The rest of the board agreed. Yet, the multi-year road to that precedent-breaking vote was long, winding, and filled with drama—plus an act of mutiny.
Here’s the deal:
Each year Los Angeles County receives approximately $28 to $31 million in Juvenile Justice Crime Prevention Act funds that are supposed to be spent toward creating a “comprehensive plan of community-based youth services and programs” that focus on keeping LA County’s at-risk kids away from the justice system.
Some of this JJCPA money can also be spent on related programs to help kids already in the system with reentry, so that they are able to move forward toward success in their lives upon release from juvenile halls or camps, instead of bouncing back into contact with cops and/or courts after they go back home.
Yet, for years, large percentages of these funds allocated by the state have either been allowed to pile up unspent or, in some cases, spent on questionable programs like so-called voluntary probation, all of which has caused ongoing frustration among local youth advocates and the board of supervisors, among others.
WitnessLA has been writing about various problems with the way the county spends—or fails to spend—its JJCPA millions since July 2015.
(For instance, there was the memorable case of the $400,000 in juvenile justice cash that probation spent yearly on a youth program that, for a bizarrely long period of time, served zero kids.)
In the fall 2017, concern about the way LA was using the JJCPA funding stream reached Sacramento and, in October of that year, then California Assemblymember Raul Bocanegra, expressed his dismay in a detailed letter to LA County Probation Chief Terri McDonald (who inherited the mess), telling her that if he didn’t get answers to a list of 12 questions about the department’s use of the JJCPA millions, he would ask the state legislature to get that information via an audit.
Bocanegra had his own problems to handle by December 2017, thus the audit was put on indefinite hold.
In the last year or so, however, matters were measurably improving when it came to the use of JJCPA funding.
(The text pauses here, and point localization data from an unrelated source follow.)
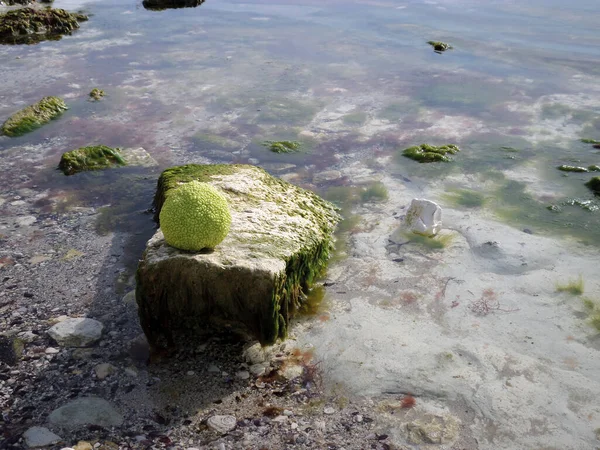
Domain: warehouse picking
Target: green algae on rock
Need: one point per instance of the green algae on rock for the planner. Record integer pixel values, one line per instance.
(96, 94)
(94, 157)
(594, 185)
(426, 153)
(159, 5)
(439, 47)
(282, 146)
(33, 25)
(33, 116)
(256, 279)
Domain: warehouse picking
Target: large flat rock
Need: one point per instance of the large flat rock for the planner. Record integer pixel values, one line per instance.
(255, 280)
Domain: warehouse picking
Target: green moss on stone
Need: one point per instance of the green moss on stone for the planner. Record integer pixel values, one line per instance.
(33, 116)
(96, 94)
(466, 198)
(567, 168)
(376, 192)
(90, 158)
(439, 47)
(594, 185)
(426, 153)
(32, 25)
(282, 146)
(573, 287)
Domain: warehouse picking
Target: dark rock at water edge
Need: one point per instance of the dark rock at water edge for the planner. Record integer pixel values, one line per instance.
(33, 25)
(158, 5)
(251, 283)
(90, 158)
(33, 116)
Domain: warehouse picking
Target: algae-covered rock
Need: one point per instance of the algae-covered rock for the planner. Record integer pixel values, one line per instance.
(90, 158)
(159, 5)
(282, 146)
(439, 47)
(594, 185)
(426, 153)
(195, 216)
(96, 94)
(255, 279)
(33, 116)
(32, 25)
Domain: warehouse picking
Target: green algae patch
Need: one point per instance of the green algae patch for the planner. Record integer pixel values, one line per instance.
(90, 158)
(594, 185)
(439, 47)
(33, 25)
(97, 94)
(33, 116)
(573, 287)
(426, 153)
(256, 280)
(375, 192)
(282, 146)
(465, 198)
(355, 118)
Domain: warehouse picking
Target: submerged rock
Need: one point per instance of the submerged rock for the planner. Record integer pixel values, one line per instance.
(90, 158)
(33, 116)
(256, 279)
(159, 5)
(425, 153)
(86, 411)
(282, 146)
(594, 185)
(96, 94)
(423, 217)
(33, 25)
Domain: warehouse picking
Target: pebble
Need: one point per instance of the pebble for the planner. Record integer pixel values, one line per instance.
(221, 424)
(243, 374)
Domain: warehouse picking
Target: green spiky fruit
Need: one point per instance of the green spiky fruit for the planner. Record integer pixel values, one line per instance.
(195, 216)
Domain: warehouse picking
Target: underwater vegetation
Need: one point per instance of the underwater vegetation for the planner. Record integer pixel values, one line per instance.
(573, 287)
(32, 25)
(90, 158)
(594, 185)
(426, 153)
(282, 146)
(374, 192)
(96, 94)
(439, 47)
(33, 116)
(593, 309)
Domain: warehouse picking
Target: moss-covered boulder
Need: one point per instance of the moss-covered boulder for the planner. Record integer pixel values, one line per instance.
(439, 47)
(426, 153)
(255, 279)
(32, 25)
(94, 157)
(33, 116)
(594, 185)
(159, 5)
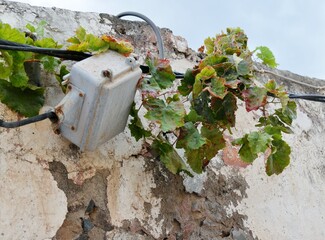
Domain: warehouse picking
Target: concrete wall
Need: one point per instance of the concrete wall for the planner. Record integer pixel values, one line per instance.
(51, 190)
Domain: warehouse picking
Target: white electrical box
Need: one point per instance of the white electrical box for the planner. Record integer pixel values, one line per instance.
(100, 93)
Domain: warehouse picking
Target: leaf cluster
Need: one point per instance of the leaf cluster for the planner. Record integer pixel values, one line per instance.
(85, 42)
(16, 90)
(212, 90)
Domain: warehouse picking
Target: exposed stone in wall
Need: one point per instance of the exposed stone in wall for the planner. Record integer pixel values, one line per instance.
(49, 189)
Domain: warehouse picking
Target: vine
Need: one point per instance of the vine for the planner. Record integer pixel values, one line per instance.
(192, 115)
(212, 90)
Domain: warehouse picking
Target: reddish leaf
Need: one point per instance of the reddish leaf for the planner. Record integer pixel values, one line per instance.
(255, 97)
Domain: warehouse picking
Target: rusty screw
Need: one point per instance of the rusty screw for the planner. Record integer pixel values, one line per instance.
(106, 73)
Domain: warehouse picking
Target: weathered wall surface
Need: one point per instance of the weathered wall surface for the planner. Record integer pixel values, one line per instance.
(50, 190)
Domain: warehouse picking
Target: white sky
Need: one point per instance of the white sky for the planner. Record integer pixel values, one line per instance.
(293, 29)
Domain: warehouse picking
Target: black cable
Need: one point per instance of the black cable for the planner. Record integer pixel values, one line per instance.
(51, 115)
(310, 97)
(65, 54)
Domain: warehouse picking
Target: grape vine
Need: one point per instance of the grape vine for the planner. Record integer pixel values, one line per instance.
(212, 90)
(192, 114)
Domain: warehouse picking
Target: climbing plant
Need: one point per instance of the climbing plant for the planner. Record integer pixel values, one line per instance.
(195, 114)
(192, 115)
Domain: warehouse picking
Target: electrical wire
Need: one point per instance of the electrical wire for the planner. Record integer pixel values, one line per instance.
(310, 97)
(290, 79)
(51, 115)
(153, 26)
(65, 54)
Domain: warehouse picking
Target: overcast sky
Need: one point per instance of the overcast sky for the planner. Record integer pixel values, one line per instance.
(293, 29)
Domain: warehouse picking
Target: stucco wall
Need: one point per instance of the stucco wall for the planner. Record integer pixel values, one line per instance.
(49, 189)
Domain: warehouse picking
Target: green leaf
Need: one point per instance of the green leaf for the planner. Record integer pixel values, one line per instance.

The “voluntary probation” program was shut down. And the county’s Juvenile Justice Coordinating Counsel (JJCC), the group tasked with approving each year’s JJCPA budget, went from a passive group willing to sign off on any spending plan the probation department set in front of it, to a truly dynamic voting body.
Yet, at the most recent JJCC meeting on held on Monday, March 18, the much-valued improvements seemed suddenly endangered.
The events of the March 18 meeting (which we’ll explain in a minute), along with the fact that, right now LA County Probation has $79 million in JJCPA cash lounging seemingly unproductively in the bank, triggered the introduction of a new motion sponsored by Supervisors Janice Hahn and Mark Ridley-Thomas, that aspires to fix the JJCPA funding allocation problem once-and-for-all.
Among other things, the Ridley-Thomas/Hahn motion directs the county’s Juvenile Justice Coordinating Council to align FY 2019-2020 JJCPA dollars—and all such future dollars—with a new Comprehensive Multi-Agency Juvenile Justice Plan (CMJJP), which was written by a special task force appointed a year ago specifically to create an evidence and research-based strategy for how the JJCPA funds could best be spent.
The motion was scheduled for a vote, on the afternoon of Tuesday, March 26.
But it was far from clear that it was going to pass.
The far-sighted creation of stable funding
Before we get to the rest of the story, here’s quick JJCPA primer.
The Juvenile Justice Crime Prevention Act (JJCPA), was itself created by the Schiff-Cárdenas Crime Prevention Act of 2000 (AB 1913), in order “to provide a stable funding source for local juvenile justice programs aimed at curbing crime and delinquency among at-risk youth.”
The funds, which are allocated on a per capita basis to the state’s 56 participating counties (Alpine and Sierra counties have traditionally opted out), are mandated to be spent to fund a range of evidence-based programs, meaning programs “that have been demonstrated to be effective.” The largest part of the funds are supposed to be allocated to community-based organizations (CBOs) that have proven track records for helping kids.
Each of the 56 counties that gets a pot of JJCPA money is required to form a Juvenile Justice Coordinating Council—or JJCC—which is, in turn, tasked with deciding how their jurisdiction should spend their JJCPA cash.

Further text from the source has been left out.